Canadian Senator from Manitoba
- In office 1966–1994
- Appointed by: Lester B. Pearson

Personal details
- Born: Douglas Donald Everett August 12, 1927 Vancouver, British Columbia, Canada
- Died: March 27, 2018 (aged 90) Winnipeg, Manitoba, Canada
- Party: Liberal
- Education: Osgoode Hall Law School (LLB)

= Douglas Everett =

Canadian politician

Douglas Donald Everett (August 12, 1927 – March 27, 2018) was a Canadian politician, lawyer, and automobile dealer. He served in the Senate of Canada from 1966 until 1994.

==Background==
Born in Vancouver, British Columbia, he attended the Royal Canadian Naval College in Royal Roads, British Columbia from 1943 to 1945 and served as a Sub-Lieutenant from 1943 to 1947. After his military service, he received a Bachelor of Laws degree from Osgoode Hall Law School in 1950 and from the University of Manitoba in 1951. He was called to Bar of Ontario in 1950 and the Bar of Manitoba in 1951.

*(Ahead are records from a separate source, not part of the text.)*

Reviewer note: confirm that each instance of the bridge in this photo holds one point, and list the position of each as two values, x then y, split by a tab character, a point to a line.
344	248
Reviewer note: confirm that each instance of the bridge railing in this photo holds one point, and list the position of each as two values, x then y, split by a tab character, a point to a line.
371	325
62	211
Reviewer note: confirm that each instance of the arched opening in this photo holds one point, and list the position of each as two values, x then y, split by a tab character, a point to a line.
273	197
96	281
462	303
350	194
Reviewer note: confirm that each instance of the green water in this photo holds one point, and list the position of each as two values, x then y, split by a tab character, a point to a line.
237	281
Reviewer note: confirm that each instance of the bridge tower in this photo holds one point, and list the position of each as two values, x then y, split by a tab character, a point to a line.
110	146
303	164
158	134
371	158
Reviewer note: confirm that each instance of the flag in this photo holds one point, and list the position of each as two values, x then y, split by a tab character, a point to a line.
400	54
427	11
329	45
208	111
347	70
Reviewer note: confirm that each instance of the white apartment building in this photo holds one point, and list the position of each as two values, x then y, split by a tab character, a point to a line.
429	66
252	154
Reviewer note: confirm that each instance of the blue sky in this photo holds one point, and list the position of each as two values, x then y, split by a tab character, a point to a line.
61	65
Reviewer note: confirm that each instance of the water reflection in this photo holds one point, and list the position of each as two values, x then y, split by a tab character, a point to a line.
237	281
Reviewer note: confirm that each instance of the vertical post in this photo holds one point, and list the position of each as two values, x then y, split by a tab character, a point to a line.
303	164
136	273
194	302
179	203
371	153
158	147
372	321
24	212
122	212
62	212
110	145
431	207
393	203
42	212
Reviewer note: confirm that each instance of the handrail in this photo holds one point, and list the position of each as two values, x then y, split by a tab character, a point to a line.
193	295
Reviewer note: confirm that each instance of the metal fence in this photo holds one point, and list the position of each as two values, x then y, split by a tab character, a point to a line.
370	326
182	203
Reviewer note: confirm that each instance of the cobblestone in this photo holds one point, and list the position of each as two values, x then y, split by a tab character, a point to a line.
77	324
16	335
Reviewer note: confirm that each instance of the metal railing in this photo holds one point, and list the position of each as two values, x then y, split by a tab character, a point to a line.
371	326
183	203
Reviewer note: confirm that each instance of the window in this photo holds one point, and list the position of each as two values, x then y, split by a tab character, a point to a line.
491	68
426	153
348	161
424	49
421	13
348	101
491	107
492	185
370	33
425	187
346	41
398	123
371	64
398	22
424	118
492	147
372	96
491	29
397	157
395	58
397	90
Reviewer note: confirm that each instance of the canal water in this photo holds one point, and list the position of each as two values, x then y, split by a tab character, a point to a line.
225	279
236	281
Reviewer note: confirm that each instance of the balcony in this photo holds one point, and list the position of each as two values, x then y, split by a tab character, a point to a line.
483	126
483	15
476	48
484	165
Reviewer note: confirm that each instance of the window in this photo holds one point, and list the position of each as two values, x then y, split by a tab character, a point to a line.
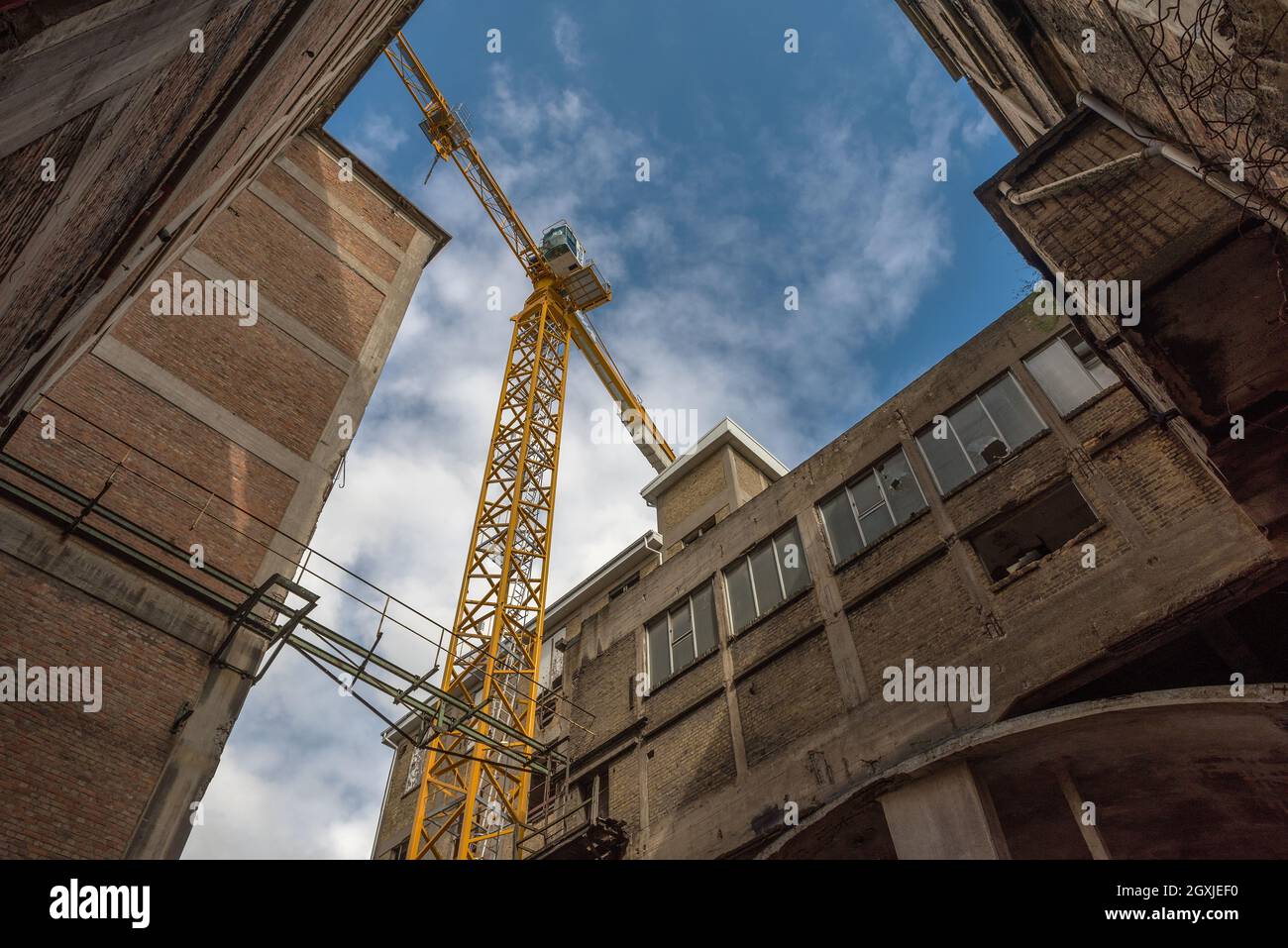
1017	539
1069	371
399	852
767	578
871	505
697	532
980	432
413	769
682	635
630	583
550	669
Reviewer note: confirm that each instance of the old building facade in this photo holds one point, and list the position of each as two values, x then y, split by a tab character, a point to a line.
181	416
1016	515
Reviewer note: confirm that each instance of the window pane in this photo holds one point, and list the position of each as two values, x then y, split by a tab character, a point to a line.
658	653
1061	376
876	524
791	561
901	485
682	622
977	434
866	493
764	574
739	596
841	530
945	459
1012	411
682	652
1103	373
704	621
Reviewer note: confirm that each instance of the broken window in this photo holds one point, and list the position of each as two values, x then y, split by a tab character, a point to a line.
767	578
550	669
630	583
870	506
1012	541
1069	371
695	535
682	635
980	432
413	769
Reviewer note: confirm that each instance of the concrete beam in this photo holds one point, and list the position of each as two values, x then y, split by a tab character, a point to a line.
944	815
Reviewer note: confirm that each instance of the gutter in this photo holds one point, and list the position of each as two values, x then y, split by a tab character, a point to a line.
1267	210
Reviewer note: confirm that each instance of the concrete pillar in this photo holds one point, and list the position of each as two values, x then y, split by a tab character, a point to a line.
944	815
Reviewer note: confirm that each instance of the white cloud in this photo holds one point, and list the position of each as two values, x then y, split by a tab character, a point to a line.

In 1966, he was appointed to the Senate representing the senatorial division of Fort Rouge, Manitoba. In 1969, he promoted a bill addressing the production and conservation of oil and gas in Canada's north.

He sat as a Liberal until 1990 when he resigned from the Liberal Party over his support of the introduction of the GST. He then sat as an Independent Liberal. He resigned from the Senate in 1994. Everett died in March 2018 at the age of 90.